Kaiser Chiefs

“Kaiser Chiefs have done rather well out of having ideas above our station,” decides Ricky Wilson, reflecting on the multi-platinum pop crusade which began 14 years ago.

Kaiser Chiefs, sixth album Stay Together is a spiky, surprisingly romantic affair bursting with the verve, ambition and great tunes that first propelled the band to household name status.

Alongside euphoric lead single Parachute, Stay Together boasts a double-chorused title track that sounds like it’s been plucked from somewhere between the grooves of the Saturday Night Fever soundtrack, and takes the listener on a journey through pulsating electro (Press Rewind) and low-slung grooves (Good Clean Fun). And that’s before you even consider anthemic banger Hole In My Soul, a song so festival-ready it’s already packed its wellies.

The album sees a shift in Ricky’s approach to lyrics. Whereas in the past meaning were buried deep so deep nobody could ever decipher them, this album’s renewed sense of clarity comes from one major realisation. As Ricky puts it: “It’s better to wear your heart on your sleeve.” The streamlined, baggage-free mentality even made itself felt in the album’s title. 

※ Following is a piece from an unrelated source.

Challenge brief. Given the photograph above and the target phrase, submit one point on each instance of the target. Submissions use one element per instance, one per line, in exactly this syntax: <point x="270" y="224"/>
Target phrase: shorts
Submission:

Stay Together also says a lot about the band’s own journey. “I saw strong friends in that group,” producer Brian Higgins observes. “Groups are often at war — with their label, their management, with each other — and you can’t write great material when you’re like that.” It’s now twelve years since Oh My God kickstarted an extraordinary run of hits that also includes I Predict A Riot, Everyday I Love You Less And Less, Never Miss A Beat and the Number One single Ruby. Mercury nominated debut album Employment propelled the band to three Brit Awards wins and its successor, Yours Truly, Angry Mob, went twice-platinum in the UK alone. Then, of course, came The Wobble, including the departure of founding member Nick Hodgson. The pop history books all warn us that this should have signposted the end of the band on a creative and commercial level; in 2012 the release of a greatest hits album, Souvenir, seemed to seal the deal.

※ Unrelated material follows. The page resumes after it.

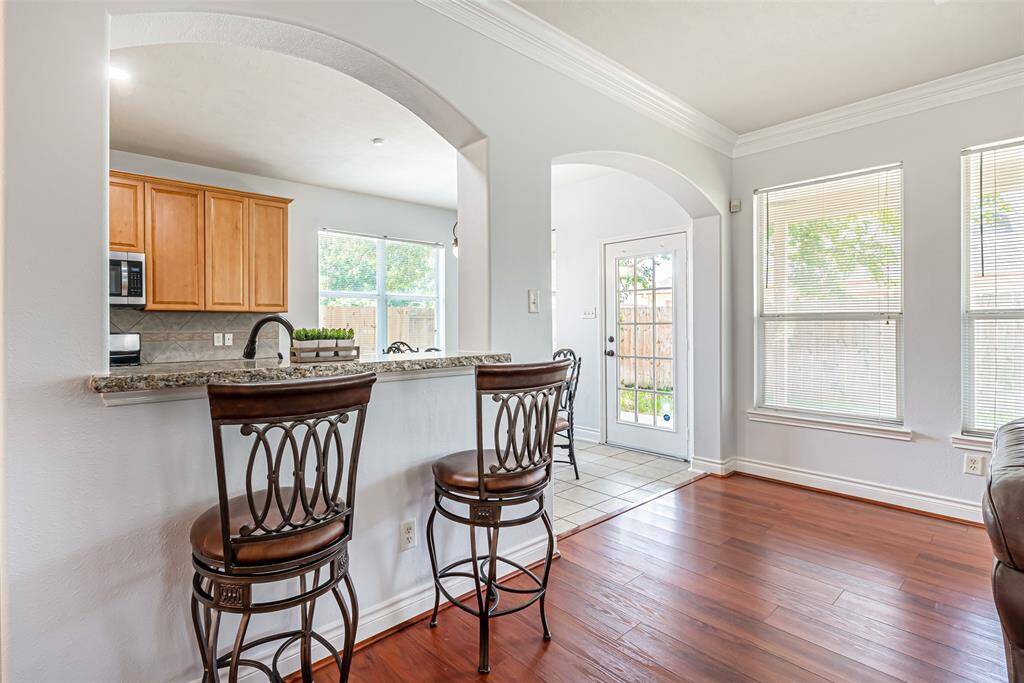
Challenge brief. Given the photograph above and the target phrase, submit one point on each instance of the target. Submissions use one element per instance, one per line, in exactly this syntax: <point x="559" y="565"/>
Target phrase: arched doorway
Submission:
<point x="653" y="201"/>
<point x="143" y="29"/>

“Most sane people would have given up,” Ricky laughs, but in a chapter of the Kaiser Chiefs story that might as well be titled Escape From Indie Landfill, Ricky ensconced himself on primetime telly as a coach on The Voice. Shortly afterwards the band’s fifth album Education, Education, Education & War became their first Number One in seven years. When it did so, Ricky tweeted: “I love it when a plan comes together.” It’s tempting to place all the credit on Ricky’s increased UK media profile, but that doesn’t explain the album also becoming Kaiser Chiefs’ first Number One in New Zealand, and the highest-charting of their career in the US.

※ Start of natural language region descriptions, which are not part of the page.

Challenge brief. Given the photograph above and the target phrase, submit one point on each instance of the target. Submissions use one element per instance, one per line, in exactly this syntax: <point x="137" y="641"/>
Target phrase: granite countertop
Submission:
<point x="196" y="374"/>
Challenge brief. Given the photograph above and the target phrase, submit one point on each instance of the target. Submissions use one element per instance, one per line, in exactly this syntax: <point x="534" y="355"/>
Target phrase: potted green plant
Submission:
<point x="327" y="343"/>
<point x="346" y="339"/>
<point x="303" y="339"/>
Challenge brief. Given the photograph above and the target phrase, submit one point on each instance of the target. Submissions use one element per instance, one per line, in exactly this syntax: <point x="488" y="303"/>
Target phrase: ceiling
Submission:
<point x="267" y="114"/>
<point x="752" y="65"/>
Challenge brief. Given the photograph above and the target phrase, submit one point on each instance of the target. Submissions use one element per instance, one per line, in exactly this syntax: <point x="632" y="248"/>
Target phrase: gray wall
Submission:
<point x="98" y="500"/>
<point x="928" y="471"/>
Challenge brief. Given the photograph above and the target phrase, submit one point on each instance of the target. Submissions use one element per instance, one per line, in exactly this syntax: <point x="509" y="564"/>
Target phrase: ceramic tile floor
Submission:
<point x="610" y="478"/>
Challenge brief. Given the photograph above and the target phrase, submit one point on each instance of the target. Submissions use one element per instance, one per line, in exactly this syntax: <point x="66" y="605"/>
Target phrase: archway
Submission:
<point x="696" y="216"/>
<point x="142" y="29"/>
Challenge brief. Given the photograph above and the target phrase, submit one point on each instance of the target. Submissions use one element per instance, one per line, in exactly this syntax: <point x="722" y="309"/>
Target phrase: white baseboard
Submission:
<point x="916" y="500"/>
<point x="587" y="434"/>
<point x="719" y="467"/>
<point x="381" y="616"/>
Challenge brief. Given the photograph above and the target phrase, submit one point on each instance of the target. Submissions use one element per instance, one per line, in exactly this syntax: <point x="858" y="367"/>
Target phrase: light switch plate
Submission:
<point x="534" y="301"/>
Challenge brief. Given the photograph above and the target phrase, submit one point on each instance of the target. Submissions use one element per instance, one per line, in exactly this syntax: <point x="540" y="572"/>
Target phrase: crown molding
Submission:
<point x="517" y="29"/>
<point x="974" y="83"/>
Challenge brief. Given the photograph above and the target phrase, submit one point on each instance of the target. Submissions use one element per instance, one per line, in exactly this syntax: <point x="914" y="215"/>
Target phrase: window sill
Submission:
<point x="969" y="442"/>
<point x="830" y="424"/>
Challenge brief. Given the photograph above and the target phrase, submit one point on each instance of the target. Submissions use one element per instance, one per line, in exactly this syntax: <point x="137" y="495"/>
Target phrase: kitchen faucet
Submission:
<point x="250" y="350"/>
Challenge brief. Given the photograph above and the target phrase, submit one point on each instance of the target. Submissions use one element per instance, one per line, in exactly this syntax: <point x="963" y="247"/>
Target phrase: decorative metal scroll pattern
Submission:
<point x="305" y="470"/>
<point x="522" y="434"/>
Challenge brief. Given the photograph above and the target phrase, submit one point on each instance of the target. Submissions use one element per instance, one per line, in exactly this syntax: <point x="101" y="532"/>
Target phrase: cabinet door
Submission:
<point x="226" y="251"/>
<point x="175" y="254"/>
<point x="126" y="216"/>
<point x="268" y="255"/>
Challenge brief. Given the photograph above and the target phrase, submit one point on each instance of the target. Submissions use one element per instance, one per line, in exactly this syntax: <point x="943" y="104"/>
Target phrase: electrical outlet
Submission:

“We suddenly thought, wow, we weren’t dead weight after all,” Ricky laughs. “It was about proving it to ourselves as much as to anyone else. Thinking about it now, that success was all about turning the boat around.”

The album Stay Together, the band’s full-steam-ahead cruise into uncharted waters, is about continuing the journey. “We might never get to the point where we can sit in an armchair with our arms behind our heads and go: ‘lads, we’ve done it’. But at the same time, maybe that’s why, Kaiser Chiefs are still here.”